Sunday, September 12, 2004; Page A01
President Bush's post-convention bounce in state and national polls has left Democratic challenger John F. Kerry with a smaller battlefield upon which to contest the presidential election and a potentially more difficult route to an electoral college victory than his advisers envisioned a few months ago.
The Kerry campaign and Democratic Party officials face difficult choices in the coming days involving the allocation of millions of dollars of television ads and the concentration of campaign workers as they decide whether to concede some states to Bush that they earlier hoped to turn into battlegrounds. Bush may have to do the same but on a more limited scale.
The presidential race looks closer in many battleground states than some national polls suggest, a morale boost for Democrats after Kerry's worst month of the general election. But as the number of truly competitive states has shrunk, Kerry is faced with the reality that he must pick off one of two big battlegrounds Bush won four years ago -- Florida or Ohio -- or capture virtually every other state still available. To do that, he must hold onto several states Al Gore won in 2000 that are now highly competitive.

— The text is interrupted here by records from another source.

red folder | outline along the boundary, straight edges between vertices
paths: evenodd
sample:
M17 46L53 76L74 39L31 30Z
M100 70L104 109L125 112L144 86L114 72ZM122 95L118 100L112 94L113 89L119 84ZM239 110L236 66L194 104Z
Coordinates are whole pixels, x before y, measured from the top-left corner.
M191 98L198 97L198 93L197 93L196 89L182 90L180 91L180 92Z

The Massachusetts senator spent much of the summer trying to expand the number of battleground states with television advertising and campaign trips to places such as Arizona, Colorado, Louisiana and Virginia. But in the past week, Kerry dramatically scaled back the number of states in which he is running ads. Democratic strategists privately acknowledge that only a significant change in the overall race will put some of the states Kerry sought to make competitive back into play. Democratic hopes for victory in Missouri have diminished sharply, as well.